Prdx4 limits caspase‐1 activation and restricts inflammasome‐mediated signaling by extracellular vesicles

• Published in: The EMBO journal Vol. 38; no. 20; pp. e101266 - n/a
• Main Authors: Lipinski, Simone, Pfeuffer, Steffen, Arnold, Philipp, Treitz, Christian, Aden, Konrad, Ebsen, Henriette, Falk‐Paulsen, Maren, Gisch, Nicolas, Fazio, Antonella, Kuiper, Jan, Luzius, Anne, Billmann‐Born, Susanne, Schreiber, Stefan, Nuñez, Gabriel, Beer, Hans‐Dietmar, Strowig, Till, Lamkanfi, Mohamed, Tholey, Andreas, Rosenstiel, Philip
• Format: Journal Article
• Language: English
• Published: London Nature Publishing Group UK 15.10.2019; Blackwell Publishing Ltd; John Wiley and Sons Inc
• Subjects: Activation; Animals; Caspase; Caspase 1 - genetics; Caspase 1 - metabolism; caspase‐1; Cell interactions; Clonal deletion; Cysteine; Cytokines - metabolism; Deactivation; EMBO19; extracellular vesicle; Extracellular vesicles; Extracellular Vesicles - metabolism; Female; IL‐1β; Immune response; Inactivation; inflammasome; Inflammasomes; Inflammasomes - immunology; Inflammasomes - metabolism; Inflammation; Inflammatory response; Lipopolysaccharides; Lipopolysaccharides - toxicity; Macrophages; Macrophages - immunology; Macrophages - metabolism; Male; Mice; Mice, Inbred C57BL; Mice, Knockout; Myeloid cells; Peroxidase; Peroxiredoxin; Peroxiredoxins - physiology; Prdx4; Proteolysis; Sepsis; Septic shock; Shock, Septic - chemically induced; Shock, Septic - immunology; Shock, Septic - pathology; Shock, Septic - prevention & control; Signal Transduction; Vesicles; IL‐1β; Prdx4; caspase‐1; extracellular vesicle; inflammasome; IL-1β; caspase-1
• ISSN: 0261-4189; 1460-2075
• DOI: 10.15252/embj.2018101266

Inflammasomes are cytosolic protein complexes, which orchestrate the maturation of active IL‐1β by proteolytic cleavage via caspase‐1. Although many principles of inflammasome activation have been described, mechanisms that limit inflammasome‐dependent immune responses remain poorly defined.
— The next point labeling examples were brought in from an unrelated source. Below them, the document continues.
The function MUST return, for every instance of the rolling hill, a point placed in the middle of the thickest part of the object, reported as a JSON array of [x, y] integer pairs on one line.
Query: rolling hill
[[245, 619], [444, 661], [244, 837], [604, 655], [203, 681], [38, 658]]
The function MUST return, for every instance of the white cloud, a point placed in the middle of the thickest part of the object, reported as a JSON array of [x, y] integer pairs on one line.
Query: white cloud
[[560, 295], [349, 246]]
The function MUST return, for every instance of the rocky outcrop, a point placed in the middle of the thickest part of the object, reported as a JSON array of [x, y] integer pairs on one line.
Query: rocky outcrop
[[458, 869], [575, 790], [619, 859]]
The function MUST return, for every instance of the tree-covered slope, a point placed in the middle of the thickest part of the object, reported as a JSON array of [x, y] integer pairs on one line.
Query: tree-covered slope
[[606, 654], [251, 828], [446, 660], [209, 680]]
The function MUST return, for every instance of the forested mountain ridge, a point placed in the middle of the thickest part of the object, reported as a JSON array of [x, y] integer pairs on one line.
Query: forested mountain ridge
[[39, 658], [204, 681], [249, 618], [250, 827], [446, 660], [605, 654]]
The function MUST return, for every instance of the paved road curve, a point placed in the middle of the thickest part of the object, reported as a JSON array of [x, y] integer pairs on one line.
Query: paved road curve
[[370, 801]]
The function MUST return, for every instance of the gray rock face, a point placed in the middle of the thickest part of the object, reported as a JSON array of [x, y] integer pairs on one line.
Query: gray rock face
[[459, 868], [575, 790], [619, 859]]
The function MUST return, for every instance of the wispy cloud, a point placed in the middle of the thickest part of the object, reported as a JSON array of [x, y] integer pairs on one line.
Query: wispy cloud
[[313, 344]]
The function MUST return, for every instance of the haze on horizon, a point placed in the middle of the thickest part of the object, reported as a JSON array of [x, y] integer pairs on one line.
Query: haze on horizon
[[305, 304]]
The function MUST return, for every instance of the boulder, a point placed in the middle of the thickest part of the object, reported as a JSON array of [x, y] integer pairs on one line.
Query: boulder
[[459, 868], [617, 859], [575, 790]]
Here, we show that the thiol‐specific peroxidase peroxiredoxin‐4 (Prdx4) directly regulates IL‐1β generation by interfering with caspase‐1 activity. We demonstrate that caspase‐1 and Prdx4 form a redox‐sensitive regulatory complex via caspase‐1 cysteine 397 that leads to caspase‐1 sequestration and inactivation. Mice lacking Prdx4 show an increased susceptibility to LPS‐induced septic shock. This effect was phenocopied in mice carrying a conditional deletion of Prdx4 in the myeloid lineage (Prdx4‐ΔLysMCre). Strikingly, we demonstrate that Prdx4 co‐localizes with inflammasome components in extracellular vesicles (EVs) from inflammasome‐activated macrophages. Purified EVs are able to transmit a robust IL‐1β‐dependent inflammatory response in vitro and also in recipient mice in vivo . Loss of Prdx4 boosts the pro‐inflammatory potential of EVs. These findings identify Prdx4 as a critical regulator of inflammasome activity and provide new insights into remote cell‐to‐cell communication function of inflammasomes via macrophage‐derived EVs. Synopsis This study shows that the thiol‐specific peroxidase peroxiredoxin‐4 (Prdx4) directly regulates IL‐1β generation by interfering with inflammasome activity. Prdx4 forms a redox‐sensitive regulatory complex with the caspase‐1 at the cysteine in position 397 that leads to caspase‐1 sequestration and inactivation. Lack of Prdx4 in myeloid cells leads to elevated IL‐1β levels and increased clinical symptoms in a murine septic shock model. Prdx4 interacts with caspase‐1 in the cytosolic compartment and in extracellular vesicles (EVs) of activated macrophages. Purified EVs from macrophages contain all components of the NLRP3 inflammasome as well as Prdx4 and are able to convey a robust IL‐1β‐dependent inflammatory response in vitro and in vivo . Loss of Prdx4 leads to an increased pro‐inflammatory potential of EVs, indicating a potential role of Prdx4 in the regulation of cell‐to‐cell communication via macrophage‐derived EVs. Graphical Abstract The thiol‐specific peroxidase Prdx4 directly regulates caspase‐1 activity in a redox‐sensitive manner to control IL‐1β maturation.